# Banana Agent Project
---

This notebook is for training an agent using a deep Q network algorithm to solve the first project of the [Deep Reinforcement Learning Nanodegree](https://www.udacity.com/course/deep-reinforcement-learning-nanodegree--nd893).

### 1. Setting up the Environment
----

Firstly we will set up the Unity banana collection environment.

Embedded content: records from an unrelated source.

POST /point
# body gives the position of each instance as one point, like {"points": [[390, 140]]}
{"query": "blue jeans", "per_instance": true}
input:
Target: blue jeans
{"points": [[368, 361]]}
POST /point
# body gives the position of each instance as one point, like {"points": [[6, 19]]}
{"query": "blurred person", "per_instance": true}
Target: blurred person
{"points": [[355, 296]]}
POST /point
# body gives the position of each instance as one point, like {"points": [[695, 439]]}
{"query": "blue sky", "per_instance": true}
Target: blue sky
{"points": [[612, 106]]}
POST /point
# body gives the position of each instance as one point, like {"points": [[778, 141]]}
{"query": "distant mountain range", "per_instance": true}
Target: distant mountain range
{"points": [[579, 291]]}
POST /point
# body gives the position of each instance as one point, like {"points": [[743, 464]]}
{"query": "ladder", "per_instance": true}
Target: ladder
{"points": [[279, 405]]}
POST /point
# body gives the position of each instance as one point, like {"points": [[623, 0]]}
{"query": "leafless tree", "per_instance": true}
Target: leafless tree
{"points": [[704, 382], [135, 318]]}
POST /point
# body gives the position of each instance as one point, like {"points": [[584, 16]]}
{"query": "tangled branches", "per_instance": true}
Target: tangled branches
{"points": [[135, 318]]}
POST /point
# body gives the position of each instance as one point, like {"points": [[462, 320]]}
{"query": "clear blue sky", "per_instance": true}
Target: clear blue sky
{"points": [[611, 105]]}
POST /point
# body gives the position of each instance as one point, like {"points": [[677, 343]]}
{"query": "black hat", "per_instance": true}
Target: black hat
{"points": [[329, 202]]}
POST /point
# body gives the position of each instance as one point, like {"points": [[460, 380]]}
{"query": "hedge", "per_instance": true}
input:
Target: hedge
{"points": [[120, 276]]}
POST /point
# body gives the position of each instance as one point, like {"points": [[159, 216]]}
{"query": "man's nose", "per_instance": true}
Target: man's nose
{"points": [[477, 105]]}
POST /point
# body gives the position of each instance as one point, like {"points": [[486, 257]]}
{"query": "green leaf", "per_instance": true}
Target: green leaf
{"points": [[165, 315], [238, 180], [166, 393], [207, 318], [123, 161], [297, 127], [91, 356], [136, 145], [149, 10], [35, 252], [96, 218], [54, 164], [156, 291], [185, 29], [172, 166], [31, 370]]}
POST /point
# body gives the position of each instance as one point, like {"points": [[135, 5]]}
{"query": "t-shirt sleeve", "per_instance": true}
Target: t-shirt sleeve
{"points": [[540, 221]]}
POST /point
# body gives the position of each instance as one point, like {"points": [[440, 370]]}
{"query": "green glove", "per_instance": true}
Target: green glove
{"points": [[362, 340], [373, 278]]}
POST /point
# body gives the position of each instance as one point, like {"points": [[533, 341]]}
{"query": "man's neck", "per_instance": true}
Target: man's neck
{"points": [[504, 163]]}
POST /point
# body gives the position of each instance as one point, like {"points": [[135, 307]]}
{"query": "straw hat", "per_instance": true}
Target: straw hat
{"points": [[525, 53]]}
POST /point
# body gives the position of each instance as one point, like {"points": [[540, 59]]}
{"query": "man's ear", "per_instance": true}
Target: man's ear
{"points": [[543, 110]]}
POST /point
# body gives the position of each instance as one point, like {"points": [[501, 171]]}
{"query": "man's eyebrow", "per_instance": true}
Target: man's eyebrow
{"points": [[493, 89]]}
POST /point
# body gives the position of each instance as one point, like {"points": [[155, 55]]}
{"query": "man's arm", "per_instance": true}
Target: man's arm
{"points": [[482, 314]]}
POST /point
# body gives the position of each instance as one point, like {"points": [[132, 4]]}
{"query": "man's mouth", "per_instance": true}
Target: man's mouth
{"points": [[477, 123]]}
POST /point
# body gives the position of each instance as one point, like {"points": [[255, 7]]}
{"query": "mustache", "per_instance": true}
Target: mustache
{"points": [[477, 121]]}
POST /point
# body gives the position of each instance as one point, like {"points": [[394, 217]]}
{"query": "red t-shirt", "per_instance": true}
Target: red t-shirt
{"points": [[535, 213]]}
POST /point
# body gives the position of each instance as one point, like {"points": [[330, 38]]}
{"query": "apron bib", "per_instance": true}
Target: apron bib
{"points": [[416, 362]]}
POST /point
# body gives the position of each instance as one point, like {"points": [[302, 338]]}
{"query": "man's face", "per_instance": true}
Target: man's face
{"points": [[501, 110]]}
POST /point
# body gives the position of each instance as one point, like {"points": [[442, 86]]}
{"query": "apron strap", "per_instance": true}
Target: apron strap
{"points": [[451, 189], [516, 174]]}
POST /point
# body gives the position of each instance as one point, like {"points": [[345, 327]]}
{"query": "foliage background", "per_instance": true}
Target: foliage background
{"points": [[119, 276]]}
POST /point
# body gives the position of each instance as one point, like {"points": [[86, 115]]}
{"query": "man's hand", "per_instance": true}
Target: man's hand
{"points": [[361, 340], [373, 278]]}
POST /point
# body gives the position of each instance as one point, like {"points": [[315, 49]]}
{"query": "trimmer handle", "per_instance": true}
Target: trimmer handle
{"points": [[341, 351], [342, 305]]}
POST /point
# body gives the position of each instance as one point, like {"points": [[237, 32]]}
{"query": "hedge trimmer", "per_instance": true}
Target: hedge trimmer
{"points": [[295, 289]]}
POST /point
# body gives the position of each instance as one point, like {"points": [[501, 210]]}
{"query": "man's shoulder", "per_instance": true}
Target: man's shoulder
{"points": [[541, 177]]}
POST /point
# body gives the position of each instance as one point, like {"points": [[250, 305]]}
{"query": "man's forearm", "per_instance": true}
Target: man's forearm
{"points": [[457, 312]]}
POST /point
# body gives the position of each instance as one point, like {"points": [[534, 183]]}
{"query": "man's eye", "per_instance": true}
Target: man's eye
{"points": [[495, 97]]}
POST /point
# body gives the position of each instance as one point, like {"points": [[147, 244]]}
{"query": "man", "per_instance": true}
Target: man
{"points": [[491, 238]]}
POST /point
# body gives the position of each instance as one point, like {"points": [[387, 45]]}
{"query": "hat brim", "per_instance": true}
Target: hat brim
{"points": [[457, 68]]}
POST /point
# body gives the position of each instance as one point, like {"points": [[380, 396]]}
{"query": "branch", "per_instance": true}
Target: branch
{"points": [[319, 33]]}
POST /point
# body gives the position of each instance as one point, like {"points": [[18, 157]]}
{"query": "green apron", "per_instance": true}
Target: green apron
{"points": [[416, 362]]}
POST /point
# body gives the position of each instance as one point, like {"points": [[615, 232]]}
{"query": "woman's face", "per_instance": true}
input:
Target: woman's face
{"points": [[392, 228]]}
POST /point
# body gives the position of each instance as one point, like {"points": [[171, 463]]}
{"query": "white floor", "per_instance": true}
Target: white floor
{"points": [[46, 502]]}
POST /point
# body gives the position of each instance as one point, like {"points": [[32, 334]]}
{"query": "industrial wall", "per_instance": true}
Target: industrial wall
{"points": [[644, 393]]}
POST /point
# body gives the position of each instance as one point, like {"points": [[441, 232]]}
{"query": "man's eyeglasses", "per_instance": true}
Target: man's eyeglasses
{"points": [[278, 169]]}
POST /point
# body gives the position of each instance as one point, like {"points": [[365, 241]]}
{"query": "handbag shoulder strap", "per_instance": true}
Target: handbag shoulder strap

Please make sure you are running a Python 3.6 kernel for this notebook. 


In [None]:
import sys
if not (sys.version_info[0] == 3 and sys.version_info[1] == 6):
    raise Exception("This notebook must be run with Python 3.6 to allow unityagents package to work correctly.")

from unityagents import UnityEnvironment
from dqn_banana_agent import DQNAgent, train_agent, load_agent, test_agent, criterion_check

import numpy as np
%matplotlib inline
import matplotlib.pyplot as plt
import pandas as pd

To load the environment please download the correct Unity environment for your OS using the following links. 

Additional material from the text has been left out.